03 September 2008
♥ i think there's something wrong with me
Today in my deviance class, we talked about how advertising inundates us with messages about how women are supposed to look, and that looks are really the only thing that matters. We learned about how only 5% of the population has the physically ideal female body, and yet that's all we ever see in the media. We are striving for something that virtually doesn't exist. And because the "norm" of ideal body type is something that's nearly impossible to achieve, those of us who don't fit the "norm"--all 95% of us--are, technically, deviants.
This is all pretty disturbing, especially when you consider that women are, more often than not, objectified by the media. Open any magazine or watch any channel on TV for a few minutes and you'll see what I mean. And, in most cases, the first step to abuse is the dehumanization of the victim. The number one cause of injury to women in this country is domestic violence. Do you see where I'm going with this?

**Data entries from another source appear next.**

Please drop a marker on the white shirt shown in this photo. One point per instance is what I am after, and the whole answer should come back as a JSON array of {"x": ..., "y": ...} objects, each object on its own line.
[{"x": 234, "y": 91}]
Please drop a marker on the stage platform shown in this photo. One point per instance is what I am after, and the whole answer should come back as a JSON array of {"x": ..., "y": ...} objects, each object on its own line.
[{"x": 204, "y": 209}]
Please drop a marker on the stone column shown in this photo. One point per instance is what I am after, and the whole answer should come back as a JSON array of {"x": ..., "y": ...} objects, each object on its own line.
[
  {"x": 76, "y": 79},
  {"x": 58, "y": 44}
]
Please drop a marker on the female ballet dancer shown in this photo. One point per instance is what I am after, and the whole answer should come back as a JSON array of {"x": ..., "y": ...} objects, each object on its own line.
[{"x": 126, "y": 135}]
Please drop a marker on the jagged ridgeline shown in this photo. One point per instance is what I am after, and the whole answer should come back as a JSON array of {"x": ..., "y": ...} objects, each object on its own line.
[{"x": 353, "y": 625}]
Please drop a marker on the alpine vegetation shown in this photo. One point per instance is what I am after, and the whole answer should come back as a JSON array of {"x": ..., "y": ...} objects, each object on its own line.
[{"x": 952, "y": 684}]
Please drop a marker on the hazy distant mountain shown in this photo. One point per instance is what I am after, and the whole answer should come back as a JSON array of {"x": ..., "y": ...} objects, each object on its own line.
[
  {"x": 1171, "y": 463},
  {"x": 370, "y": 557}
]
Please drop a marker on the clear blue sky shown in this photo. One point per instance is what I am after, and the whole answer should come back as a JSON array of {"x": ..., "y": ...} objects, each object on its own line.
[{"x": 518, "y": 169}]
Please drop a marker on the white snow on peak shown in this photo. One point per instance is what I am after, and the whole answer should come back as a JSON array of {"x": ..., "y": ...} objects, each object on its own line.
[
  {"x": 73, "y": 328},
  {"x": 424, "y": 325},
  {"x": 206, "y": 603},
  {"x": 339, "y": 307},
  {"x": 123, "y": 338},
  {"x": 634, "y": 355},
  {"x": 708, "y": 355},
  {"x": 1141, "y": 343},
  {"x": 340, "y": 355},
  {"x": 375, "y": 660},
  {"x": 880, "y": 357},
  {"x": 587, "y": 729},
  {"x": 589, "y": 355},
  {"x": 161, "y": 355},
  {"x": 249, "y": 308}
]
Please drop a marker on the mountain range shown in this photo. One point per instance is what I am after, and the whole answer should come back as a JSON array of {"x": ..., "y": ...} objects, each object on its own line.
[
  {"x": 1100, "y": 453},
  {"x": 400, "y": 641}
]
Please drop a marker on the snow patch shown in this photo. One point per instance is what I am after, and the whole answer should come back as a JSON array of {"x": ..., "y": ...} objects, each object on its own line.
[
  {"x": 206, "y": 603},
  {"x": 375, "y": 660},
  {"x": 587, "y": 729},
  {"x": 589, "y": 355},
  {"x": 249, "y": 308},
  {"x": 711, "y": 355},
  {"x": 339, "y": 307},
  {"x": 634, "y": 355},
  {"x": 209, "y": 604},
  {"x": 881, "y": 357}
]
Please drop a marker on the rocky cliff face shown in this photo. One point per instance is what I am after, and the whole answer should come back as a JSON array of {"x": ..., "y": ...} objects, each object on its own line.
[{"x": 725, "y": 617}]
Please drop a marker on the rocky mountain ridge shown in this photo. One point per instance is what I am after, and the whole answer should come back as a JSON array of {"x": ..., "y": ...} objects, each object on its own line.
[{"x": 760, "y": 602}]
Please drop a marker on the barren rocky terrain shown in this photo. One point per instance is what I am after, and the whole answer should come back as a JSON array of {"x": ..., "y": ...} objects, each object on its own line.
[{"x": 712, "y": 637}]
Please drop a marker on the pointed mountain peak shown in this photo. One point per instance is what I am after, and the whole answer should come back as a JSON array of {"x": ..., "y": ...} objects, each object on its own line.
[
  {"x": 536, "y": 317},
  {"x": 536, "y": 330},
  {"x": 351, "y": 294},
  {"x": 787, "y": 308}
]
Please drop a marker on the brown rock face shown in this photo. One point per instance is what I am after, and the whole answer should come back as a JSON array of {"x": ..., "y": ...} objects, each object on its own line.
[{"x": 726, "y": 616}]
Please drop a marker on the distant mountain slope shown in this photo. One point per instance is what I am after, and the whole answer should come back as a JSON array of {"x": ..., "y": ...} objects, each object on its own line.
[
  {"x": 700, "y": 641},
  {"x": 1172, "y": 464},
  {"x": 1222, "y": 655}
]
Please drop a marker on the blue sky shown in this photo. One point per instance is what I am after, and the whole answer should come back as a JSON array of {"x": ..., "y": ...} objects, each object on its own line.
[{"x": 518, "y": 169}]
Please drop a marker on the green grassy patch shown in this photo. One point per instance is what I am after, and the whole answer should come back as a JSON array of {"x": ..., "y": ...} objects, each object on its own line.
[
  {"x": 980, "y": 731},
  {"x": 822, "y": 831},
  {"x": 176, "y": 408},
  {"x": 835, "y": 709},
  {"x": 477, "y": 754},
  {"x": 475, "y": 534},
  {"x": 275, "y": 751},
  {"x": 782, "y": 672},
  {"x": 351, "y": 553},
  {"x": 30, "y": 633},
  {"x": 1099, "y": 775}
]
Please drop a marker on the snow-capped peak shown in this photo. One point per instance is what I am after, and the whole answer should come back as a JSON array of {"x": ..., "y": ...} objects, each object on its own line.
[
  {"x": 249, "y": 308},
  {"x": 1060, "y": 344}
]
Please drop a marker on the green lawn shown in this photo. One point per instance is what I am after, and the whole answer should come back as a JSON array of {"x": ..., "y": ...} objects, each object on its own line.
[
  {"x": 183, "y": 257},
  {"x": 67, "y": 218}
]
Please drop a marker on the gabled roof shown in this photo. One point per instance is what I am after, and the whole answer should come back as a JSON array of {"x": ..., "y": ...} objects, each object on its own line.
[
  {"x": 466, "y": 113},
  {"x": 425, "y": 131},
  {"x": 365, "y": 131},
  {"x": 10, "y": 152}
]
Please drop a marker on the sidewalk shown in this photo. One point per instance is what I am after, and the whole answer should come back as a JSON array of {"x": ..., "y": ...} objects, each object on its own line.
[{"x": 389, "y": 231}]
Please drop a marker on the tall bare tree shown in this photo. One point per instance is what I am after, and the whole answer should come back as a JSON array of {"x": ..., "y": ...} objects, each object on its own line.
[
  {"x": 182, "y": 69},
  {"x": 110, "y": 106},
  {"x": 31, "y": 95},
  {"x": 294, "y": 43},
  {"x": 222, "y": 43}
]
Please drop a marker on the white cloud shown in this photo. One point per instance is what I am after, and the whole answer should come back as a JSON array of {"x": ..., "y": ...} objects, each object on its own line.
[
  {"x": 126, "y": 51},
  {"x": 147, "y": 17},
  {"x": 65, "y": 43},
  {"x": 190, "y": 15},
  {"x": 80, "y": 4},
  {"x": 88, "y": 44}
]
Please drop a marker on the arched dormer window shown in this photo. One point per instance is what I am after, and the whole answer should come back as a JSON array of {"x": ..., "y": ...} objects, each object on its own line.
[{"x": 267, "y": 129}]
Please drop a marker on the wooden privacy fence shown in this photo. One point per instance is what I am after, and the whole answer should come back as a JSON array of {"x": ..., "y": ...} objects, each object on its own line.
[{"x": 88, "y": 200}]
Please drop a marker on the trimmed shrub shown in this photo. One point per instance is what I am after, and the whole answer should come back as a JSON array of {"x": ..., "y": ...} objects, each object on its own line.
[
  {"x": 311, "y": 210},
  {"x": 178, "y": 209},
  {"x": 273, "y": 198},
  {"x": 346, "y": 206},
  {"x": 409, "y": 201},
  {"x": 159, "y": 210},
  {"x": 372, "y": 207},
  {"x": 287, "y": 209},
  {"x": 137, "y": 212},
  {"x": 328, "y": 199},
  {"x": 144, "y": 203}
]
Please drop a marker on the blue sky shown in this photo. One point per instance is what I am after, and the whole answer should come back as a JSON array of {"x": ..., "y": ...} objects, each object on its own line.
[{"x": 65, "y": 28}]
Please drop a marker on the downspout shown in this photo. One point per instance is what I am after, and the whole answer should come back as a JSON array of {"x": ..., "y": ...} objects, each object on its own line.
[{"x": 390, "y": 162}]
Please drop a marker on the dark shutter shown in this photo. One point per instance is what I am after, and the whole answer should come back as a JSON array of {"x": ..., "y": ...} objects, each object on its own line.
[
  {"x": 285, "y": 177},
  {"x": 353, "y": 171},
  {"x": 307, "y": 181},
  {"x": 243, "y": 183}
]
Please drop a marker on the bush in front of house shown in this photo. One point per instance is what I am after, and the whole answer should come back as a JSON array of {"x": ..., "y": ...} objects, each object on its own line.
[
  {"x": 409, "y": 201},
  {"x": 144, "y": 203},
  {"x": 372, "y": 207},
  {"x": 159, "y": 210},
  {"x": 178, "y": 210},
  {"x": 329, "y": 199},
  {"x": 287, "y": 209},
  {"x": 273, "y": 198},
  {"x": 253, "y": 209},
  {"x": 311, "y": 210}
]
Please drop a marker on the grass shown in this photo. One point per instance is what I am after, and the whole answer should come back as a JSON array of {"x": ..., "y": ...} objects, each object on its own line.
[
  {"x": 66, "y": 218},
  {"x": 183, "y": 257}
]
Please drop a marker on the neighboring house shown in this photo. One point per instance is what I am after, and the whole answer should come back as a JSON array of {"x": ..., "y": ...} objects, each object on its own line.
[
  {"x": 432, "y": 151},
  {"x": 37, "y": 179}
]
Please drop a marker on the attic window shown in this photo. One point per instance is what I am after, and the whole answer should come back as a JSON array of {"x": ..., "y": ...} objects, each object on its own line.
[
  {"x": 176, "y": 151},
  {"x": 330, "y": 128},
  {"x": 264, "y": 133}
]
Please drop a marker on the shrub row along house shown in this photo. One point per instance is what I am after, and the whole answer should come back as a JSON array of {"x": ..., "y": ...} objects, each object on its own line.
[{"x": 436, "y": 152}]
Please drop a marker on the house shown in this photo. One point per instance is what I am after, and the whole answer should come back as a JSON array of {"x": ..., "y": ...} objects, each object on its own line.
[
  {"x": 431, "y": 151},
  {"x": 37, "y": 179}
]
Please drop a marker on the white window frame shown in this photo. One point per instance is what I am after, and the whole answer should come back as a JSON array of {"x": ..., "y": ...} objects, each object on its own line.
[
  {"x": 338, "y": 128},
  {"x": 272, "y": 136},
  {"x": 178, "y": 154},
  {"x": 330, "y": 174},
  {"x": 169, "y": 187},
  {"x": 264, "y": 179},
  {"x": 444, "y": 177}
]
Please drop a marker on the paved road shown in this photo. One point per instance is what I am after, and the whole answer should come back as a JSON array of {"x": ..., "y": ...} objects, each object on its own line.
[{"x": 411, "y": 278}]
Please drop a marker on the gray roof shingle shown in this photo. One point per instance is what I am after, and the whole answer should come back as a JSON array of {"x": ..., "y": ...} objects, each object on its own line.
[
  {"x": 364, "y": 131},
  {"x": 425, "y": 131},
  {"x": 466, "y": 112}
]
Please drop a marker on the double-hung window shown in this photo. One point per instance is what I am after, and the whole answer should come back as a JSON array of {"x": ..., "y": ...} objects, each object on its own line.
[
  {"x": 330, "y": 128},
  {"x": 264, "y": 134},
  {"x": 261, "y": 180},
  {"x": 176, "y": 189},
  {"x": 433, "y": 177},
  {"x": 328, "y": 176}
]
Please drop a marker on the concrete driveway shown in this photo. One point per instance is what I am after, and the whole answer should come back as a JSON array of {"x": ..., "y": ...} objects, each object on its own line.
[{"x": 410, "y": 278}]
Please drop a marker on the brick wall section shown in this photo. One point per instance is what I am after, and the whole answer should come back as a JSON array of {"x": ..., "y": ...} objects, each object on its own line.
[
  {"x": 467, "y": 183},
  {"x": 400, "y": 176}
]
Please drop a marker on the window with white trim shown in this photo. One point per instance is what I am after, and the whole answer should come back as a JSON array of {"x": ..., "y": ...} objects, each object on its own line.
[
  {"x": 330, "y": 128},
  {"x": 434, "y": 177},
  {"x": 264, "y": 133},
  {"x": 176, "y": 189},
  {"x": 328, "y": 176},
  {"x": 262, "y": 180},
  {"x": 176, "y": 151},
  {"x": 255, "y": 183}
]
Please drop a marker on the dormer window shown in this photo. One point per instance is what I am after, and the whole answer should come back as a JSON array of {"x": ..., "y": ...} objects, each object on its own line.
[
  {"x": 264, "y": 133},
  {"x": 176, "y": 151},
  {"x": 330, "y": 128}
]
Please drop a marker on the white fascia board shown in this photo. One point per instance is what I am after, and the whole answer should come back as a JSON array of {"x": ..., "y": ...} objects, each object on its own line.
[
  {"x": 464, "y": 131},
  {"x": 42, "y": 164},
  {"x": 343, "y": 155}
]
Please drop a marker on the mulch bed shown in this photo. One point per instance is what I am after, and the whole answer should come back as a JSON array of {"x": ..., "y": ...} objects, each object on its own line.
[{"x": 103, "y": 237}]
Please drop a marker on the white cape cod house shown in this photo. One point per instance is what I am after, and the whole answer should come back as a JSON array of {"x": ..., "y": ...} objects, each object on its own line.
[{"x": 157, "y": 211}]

And as I was watching the video and hearing the lecture, I realized that no matter how upsetting the concept is to me, I can't quite bring myself to believe that the media has such an effect on me personally. But everyone thinks that, don't they? Everyone thinks they're immune to media messages, and I'm no different.
But I think I must have been wrong all this time, because as I walked out of class, all I could think was that I hated how much bigger my thighs are than those models' and how I should probably skip lunch and go for a run.